Sub-watershed delineation and monitoring site setting.

Figure 2

Sub-watershed delineation and monitoring site setting.

Rainfall is generally considered the main source of the annual runoff, and precipitation during the rainy reason accounts for 80 to 85% of the total annual precipitation. Consequently, we collected monthly water samples from the 52 monitoring sites during the rainy season, from July to September 2013. Because several rivers were ephemeral, we collected 48, 52, and 51 water samples in July, August, and September, respectively.

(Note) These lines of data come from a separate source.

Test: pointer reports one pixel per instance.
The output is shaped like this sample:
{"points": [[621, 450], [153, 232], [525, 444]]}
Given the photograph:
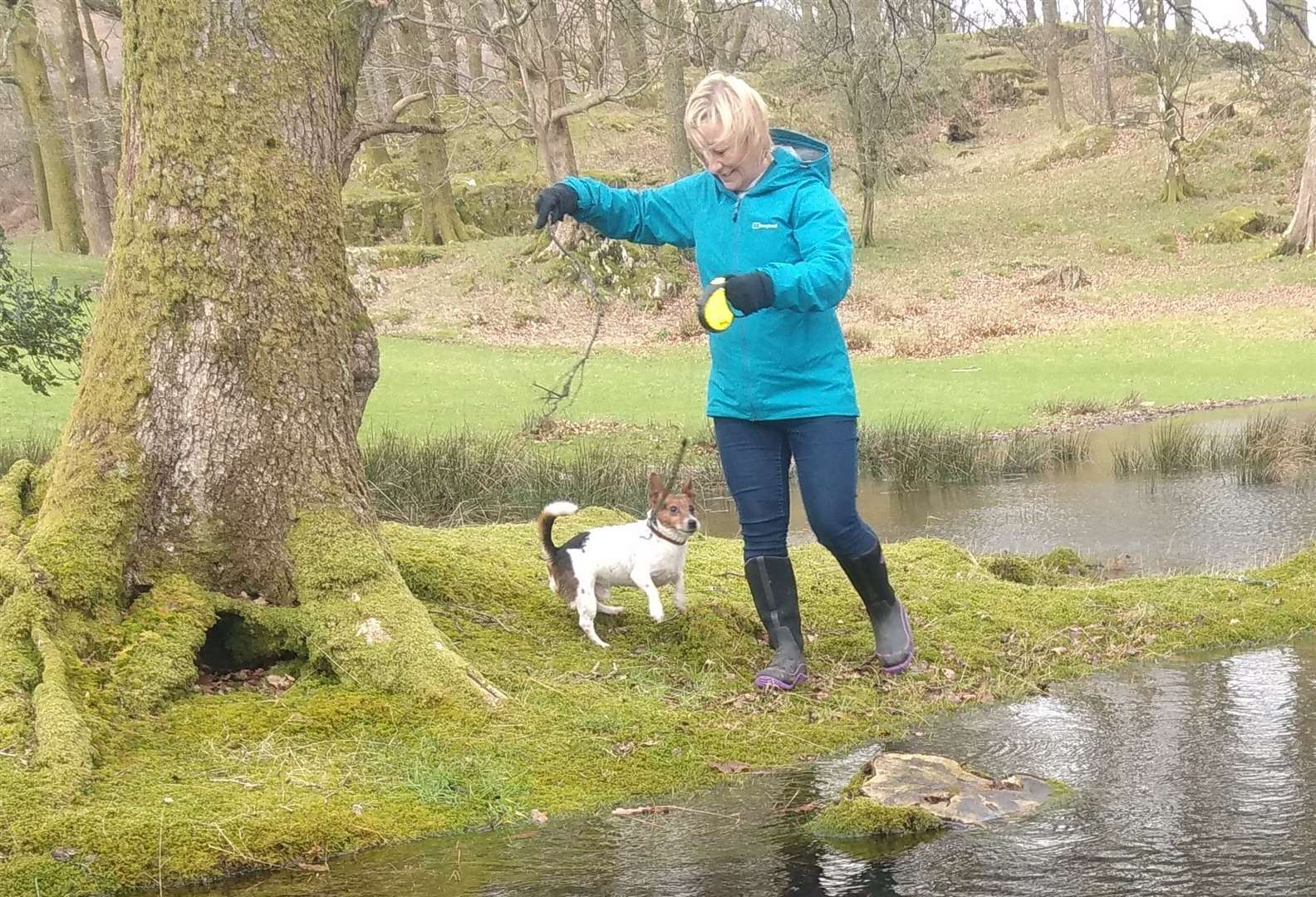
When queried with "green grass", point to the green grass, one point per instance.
{"points": [[430, 388], [34, 252]]}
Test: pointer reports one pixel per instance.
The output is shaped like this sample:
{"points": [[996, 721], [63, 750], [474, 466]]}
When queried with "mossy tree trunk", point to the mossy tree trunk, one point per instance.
{"points": [[29, 65], [38, 169], [1182, 18], [1176, 186], [1103, 99], [211, 454], [1300, 236], [1052, 36], [374, 153], [553, 135], [473, 45], [70, 62], [628, 25]]}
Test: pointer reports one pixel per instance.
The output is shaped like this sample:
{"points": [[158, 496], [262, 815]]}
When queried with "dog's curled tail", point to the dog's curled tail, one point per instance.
{"points": [[545, 522]]}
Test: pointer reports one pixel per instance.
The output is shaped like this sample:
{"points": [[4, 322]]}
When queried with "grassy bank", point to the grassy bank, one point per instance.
{"points": [[261, 777], [435, 387]]}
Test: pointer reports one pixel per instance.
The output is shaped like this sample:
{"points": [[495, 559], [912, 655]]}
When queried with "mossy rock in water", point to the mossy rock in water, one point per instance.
{"points": [[1063, 561], [373, 216], [500, 205], [1237, 225], [942, 789], [860, 817]]}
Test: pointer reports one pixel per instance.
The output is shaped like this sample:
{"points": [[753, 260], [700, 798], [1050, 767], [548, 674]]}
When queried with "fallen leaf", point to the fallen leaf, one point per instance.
{"points": [[730, 767]]}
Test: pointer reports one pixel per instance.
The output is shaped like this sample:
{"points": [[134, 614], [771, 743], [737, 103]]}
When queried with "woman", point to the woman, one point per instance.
{"points": [[764, 218]]}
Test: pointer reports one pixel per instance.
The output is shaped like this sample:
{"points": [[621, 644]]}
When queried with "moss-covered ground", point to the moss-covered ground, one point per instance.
{"points": [[259, 777]]}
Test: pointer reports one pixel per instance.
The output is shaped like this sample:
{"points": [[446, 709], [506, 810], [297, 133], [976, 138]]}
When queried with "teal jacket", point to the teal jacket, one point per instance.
{"points": [[788, 360]]}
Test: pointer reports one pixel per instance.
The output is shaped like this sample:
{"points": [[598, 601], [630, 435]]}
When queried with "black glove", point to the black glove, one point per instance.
{"points": [[553, 204], [749, 292]]}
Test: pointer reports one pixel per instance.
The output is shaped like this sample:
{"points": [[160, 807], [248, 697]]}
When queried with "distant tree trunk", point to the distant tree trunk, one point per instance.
{"points": [[439, 223], [1274, 24], [1052, 34], [107, 124], [38, 169], [1182, 18], [557, 150], [445, 47], [1103, 100], [473, 45], [1176, 189], [1300, 236], [29, 66], [674, 87], [628, 24], [70, 62]]}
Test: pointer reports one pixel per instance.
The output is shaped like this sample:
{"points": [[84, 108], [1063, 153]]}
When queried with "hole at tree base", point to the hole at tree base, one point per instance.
{"points": [[240, 654]]}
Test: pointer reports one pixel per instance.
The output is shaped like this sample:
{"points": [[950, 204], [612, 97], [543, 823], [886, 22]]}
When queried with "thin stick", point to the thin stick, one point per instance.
{"points": [[675, 467], [569, 385]]}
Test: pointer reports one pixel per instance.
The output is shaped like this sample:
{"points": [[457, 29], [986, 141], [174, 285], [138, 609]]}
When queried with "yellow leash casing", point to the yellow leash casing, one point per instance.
{"points": [[714, 312]]}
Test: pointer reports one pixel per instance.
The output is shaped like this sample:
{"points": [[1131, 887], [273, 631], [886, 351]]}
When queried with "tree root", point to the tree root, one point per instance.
{"points": [[363, 622], [63, 741], [13, 488]]}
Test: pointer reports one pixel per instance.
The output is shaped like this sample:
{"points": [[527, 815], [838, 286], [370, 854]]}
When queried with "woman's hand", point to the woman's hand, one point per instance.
{"points": [[553, 204], [749, 292]]}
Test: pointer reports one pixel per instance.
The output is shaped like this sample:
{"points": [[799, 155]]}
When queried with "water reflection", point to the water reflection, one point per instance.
{"points": [[1191, 779], [1194, 521]]}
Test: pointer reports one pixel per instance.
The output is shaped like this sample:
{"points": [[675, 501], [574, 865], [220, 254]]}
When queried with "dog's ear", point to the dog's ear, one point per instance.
{"points": [[656, 489]]}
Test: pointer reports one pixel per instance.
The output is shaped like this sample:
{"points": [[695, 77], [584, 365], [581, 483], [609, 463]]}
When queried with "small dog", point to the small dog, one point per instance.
{"points": [[646, 554]]}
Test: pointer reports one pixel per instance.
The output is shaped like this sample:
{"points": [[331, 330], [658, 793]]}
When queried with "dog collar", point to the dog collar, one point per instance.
{"points": [[662, 536]]}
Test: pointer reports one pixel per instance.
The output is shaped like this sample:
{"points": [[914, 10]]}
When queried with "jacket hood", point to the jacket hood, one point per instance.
{"points": [[797, 155]]}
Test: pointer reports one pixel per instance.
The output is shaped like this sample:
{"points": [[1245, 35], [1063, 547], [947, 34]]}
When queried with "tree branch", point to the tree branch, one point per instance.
{"points": [[106, 8]]}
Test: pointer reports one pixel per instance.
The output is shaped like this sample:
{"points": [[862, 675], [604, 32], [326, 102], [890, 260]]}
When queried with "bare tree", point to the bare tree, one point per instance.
{"points": [[63, 22], [1052, 37], [211, 454]]}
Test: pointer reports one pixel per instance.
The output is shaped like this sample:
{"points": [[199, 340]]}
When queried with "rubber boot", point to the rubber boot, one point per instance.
{"points": [[772, 581], [891, 630]]}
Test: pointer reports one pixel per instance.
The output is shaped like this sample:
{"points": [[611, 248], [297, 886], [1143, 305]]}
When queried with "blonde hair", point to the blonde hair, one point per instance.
{"points": [[734, 108]]}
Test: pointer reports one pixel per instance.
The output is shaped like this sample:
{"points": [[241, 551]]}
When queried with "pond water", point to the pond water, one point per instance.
{"points": [[1191, 777], [1183, 522]]}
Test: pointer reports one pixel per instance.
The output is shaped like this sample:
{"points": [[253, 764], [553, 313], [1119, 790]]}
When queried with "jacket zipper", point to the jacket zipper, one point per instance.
{"points": [[744, 347]]}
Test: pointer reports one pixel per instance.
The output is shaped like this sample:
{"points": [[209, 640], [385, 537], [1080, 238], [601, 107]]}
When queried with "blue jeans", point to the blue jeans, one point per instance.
{"points": [[757, 462]]}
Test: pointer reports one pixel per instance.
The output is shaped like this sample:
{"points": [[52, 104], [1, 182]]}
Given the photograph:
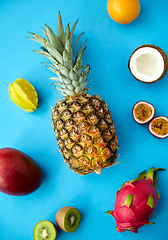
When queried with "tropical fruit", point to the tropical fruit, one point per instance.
{"points": [[148, 63], [23, 94], [68, 219], [159, 127], [19, 173], [82, 123], [45, 230], [123, 11], [143, 112], [136, 201]]}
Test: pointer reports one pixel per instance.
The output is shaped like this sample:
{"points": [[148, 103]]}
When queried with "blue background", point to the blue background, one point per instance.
{"points": [[109, 46]]}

Water samples collected during the day were submitted to the laboratory for chemical analysis the next day. The monthly water samples were collected within a 4-day sampling period after a heavy storm. During the sampling period, there was no rainfall and the runoff resulting from the previous rainfall had become smooth, which could mitigate the impact of flow conditions on water nutrients. Also, the runoff from the same rainfall occurrence would reduce the variability of the flow conditions between different watersheds to a large degree.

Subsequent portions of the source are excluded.